Strappati e gettati in strada quattro manifesti elettorali di Democrazia Sovrana Popolare. "Connotazione politica, si cerca di mettere a tacere chi è scomodo"
Addirittura quattro, in diversi luoghi del centro città (uno dei quali era stato affisso in via Grazioli, nello stesso spazio in cui è stato imbrattato quello di Fdi), sono stati i "cartelloni" del partito, che alle elezioni del prossimo 4 maggio si presenterà con una lista unica a supporto della candidata sindaca Simonetta Gabrielli, ad essere rimossi dagli appositi spazi, accartocciati e abbandonati in strada

TRENTO. Dopo il manifesto di Fratelli d'Italia, sul quale è stata scritta una frase terribile a fianco del volto della premier Meloni, a cui la mano ignota ha aggiunto anche due orrende e "diavolesche" corna (Qui articolo), anche i manifesti elettorali di Democrazia Sovrana Popolare sono stati presi di mira dai vandali la scorsa notte.

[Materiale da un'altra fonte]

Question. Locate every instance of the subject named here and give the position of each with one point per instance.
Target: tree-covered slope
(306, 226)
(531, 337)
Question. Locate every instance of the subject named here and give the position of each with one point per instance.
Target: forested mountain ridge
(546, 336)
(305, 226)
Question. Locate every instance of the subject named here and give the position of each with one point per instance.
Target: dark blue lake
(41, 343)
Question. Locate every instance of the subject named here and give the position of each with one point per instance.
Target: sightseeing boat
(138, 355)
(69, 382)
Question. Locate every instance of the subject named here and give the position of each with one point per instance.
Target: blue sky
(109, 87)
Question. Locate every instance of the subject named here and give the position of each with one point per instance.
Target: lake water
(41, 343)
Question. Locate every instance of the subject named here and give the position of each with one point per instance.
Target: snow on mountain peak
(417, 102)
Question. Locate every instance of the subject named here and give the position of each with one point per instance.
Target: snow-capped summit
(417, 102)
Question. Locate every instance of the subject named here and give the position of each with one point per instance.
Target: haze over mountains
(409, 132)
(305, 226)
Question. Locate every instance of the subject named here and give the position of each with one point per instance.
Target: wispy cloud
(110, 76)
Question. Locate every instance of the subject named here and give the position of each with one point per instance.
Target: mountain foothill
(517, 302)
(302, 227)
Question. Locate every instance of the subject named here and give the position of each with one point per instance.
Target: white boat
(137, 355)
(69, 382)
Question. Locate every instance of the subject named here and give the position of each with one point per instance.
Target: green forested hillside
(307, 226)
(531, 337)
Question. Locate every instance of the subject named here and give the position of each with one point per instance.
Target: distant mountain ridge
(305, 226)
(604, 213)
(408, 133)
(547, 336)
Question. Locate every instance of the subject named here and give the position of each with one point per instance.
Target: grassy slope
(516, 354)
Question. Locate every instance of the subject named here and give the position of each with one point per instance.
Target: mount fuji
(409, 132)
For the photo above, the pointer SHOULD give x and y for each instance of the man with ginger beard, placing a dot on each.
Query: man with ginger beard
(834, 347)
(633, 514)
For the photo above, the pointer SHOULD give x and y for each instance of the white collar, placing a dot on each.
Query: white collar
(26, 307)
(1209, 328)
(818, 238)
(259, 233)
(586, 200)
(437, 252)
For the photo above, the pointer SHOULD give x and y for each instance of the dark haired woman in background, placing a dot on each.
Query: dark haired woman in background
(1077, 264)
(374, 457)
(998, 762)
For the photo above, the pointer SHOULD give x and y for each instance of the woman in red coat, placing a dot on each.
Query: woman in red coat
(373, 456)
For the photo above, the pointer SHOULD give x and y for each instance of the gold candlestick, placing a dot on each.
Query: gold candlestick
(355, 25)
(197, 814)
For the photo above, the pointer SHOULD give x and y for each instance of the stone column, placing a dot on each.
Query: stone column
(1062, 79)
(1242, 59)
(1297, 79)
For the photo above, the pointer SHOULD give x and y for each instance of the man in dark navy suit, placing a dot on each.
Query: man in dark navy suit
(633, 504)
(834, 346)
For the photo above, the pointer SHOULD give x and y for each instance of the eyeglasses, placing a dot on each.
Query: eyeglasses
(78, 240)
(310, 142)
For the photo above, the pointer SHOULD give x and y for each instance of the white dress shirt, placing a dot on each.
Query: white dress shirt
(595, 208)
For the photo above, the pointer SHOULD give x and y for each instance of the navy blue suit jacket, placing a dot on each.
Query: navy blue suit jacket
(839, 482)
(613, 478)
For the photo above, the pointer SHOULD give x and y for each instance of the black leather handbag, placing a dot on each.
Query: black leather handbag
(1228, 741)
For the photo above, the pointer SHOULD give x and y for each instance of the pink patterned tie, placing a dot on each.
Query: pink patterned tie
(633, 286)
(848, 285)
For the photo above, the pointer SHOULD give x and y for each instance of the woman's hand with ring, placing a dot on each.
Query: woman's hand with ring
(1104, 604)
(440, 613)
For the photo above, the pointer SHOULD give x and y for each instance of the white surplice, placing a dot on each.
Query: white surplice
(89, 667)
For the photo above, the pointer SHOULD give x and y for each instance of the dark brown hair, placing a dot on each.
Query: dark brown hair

Addirittura quattro, in diversi luoghi del centro città (uno dei quali era stato affisso in via Grazioli, nello stesso spazio in cui è stato imbrattato quello di Fdi), sono stati i "cartelloni" del partito, che alle elezioni amministrative del prossimo 4 maggio si presenterà con una lista unica a supporto della candidata sindaca Simonetta Gabrielli, ad essere rimossi dagli appositi spazi, accartocciati e abbandonati in strada.
Democrazia Sovrana Popolare ha condannato l'episodio sottolineando come, alla base del gesto di via uno "sfondo politico, visto che i manifesti strappati e accartocciati sono solo quelli del partito fondato da Marco Rizzo e Francesco Toscano".
"Accade purtroppo anche questo in campagna elettorale - scrive Democrazia Sovrana Popolare in una nota ufficiale -, che posizioni fastidiose per il pensiero unico dominante cerchino di essere messe a tacere anche con atti vandalici. I manifesti di Simonetta Gabrielli, candidata sindaco, e della lista di Democrazia Sovrana Popolare, che la appoggia sono stati strappati ed accartocciati. Si potrebbe trattare del gesto di qualche teppista di strada ma sicuramente lo sfondo politico c'è, visto che i manifesti strappati e accartocciati in strada sono solo quelli del partito fondato da Marco Rizzo e Francesco Toscano. Quattro sono le postazioni colpite (su 37 non è poco): via 3 Novembre, sul cavalcavia della Stazione, in Via Grazioli ed in Via Giusti qualcuno ha ben pensato che la strategia più 'democratica' per la campagna elettorale fosse strappare e togliere i manifesti che permettono alla lista ed alla candidata sindaca di farsi conoscere al cittadino e libero elettore. Forse il nostro slogan LiberaTrento mai fu più azzeccato di fronte a questi gesti illiberali ed antidemocratici".